Il a reproché au président américain d’avoir, il y a six mois, au sommet du G7 au Canada, «supprimé, pratiquement de sa main, la phrase qui se trouvait toujours dans les déclarations des sept puissances occidentales, selon laquelle nous voulons respecter l’ordre basé sur les principes et les valeurs». Evoquant par ailleurs les prochaines élections au parlement européen, au printemps 2019, il a mis en garde contre l’apparition d’un courant nationaliste hostile à L’UE.
«Dans ce parlement, il n’est pas exclu que deux courants soient représentés, l’un de plus en plus aux couleurs des chemises brunes, anti-européen, qui mise de plus en plus sur le nationalisme et un deuxième courant de ceux qui veulent pousser l’intégration de L’UE autant que possible.»
Il a évoqué la montée «d’émotions anti-européennes» dans plusieurs pays.
«Cela ne concerne pas encore les dirigeants, mais de telles forces montent devant nos yeux. Des forces qui misent plus sur le conflit que sur la coopération, sur la désintégration plutôt que sur l’intégration».
Enfin, M. Tusk, qui a évoqué récemment un «risque mortellement sérieux» d’un Polexit, a critiqué la position des dirigeants polonais actuels vis-àvis de l’europe, sans les dénoncer nommément.
«Ceux qui sont opposés à une présence forte de la Pologne dans l’europe agissent de facto contre notre indépendance», a-t-il dit.
«Bolchéviks contemporains»
Il a qualifié le pouvoir conservateur du parti Droit et Justice (PIS) de Jaroslaw Kaczynski de «bolcheviques contemporains» qui, par leur politique anti-européenne, jouent avec le feu. Si le premier chef de l’etat polonais Jozef Pilsudzki pendant la guerre polono-bolchévique de 1919-20, et Lech Walesa en défiant Moscou en 1980 avec son mouvement Solidarité «ont réussi dans des conditions beaucoup plus difficiles à battre les bolcheviques, pourquoi ne réussiriez-vous pas à battre les bolcheviques contemporains?», a-t-il déclaré. Ces encouragements interviennent à quelques mois des européennes et à un an de législatives en Pologne, alors que le parti conservateur au pouvoir domine dans les sondages.

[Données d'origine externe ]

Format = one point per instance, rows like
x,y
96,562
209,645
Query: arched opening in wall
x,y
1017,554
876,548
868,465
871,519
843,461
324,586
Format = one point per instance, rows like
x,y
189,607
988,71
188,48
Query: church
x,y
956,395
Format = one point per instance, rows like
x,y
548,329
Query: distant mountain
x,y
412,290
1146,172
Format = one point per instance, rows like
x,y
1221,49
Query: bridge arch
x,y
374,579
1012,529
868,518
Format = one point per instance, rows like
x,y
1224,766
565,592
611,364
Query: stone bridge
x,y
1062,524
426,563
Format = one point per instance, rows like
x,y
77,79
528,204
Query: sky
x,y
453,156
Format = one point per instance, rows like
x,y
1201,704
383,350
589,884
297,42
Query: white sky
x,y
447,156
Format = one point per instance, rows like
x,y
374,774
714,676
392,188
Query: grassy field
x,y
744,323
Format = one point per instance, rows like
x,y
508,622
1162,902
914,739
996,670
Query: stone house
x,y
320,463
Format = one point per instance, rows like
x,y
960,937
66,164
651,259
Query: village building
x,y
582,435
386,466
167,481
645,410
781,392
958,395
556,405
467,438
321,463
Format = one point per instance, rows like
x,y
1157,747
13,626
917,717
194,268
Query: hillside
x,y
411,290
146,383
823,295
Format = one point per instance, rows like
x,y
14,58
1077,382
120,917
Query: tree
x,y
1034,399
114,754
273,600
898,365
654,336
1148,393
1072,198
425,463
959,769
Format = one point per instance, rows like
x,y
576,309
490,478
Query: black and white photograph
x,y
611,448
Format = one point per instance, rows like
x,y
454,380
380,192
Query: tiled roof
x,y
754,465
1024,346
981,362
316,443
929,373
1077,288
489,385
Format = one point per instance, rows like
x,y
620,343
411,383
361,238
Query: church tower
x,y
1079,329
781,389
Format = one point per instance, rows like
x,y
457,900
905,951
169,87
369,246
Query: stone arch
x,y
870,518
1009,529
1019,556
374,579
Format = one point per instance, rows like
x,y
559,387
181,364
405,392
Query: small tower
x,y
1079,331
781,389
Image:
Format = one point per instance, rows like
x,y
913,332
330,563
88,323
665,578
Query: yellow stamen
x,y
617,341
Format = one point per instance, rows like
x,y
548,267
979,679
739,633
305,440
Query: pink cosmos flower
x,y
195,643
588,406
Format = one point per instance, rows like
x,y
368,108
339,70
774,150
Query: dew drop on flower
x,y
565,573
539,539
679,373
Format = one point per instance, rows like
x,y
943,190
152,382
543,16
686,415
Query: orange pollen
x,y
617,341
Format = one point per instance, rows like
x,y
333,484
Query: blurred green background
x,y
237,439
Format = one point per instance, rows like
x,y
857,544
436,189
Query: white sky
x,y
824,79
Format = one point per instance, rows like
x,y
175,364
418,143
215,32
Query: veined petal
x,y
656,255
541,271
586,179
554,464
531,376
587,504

Pour la Pologne «Jozef Pilsudski était notre héros, père de notre indépendance. Et Lech Walesa était notre héros, et père de notre liberté», ce qu’«aucune propagande» ne saurait changer, a aussi affirmé M. Tusk.
Il a riposté ainsi aux accusations du parti au pouvoir pour lequel l’ancien président et chef historique de Solidarité aurait été agent communiste. «Défendez la liberté, défendez l’indépendance de la Pologne», a-t-il lancé aux participants de ce forum organisé à Lodz, ville où les libéraux ont remporté haut la main les dernières élections locales.
Présents en force, les membres de la Plateforme civique (PO, centriste) dont Tusk est issu, le voient comme candidat idéal à la prochaine élection présidentielle en 2020.
Selon certains analystes, son discours à Lodz s’inscrit parfaitement dans cette perspective.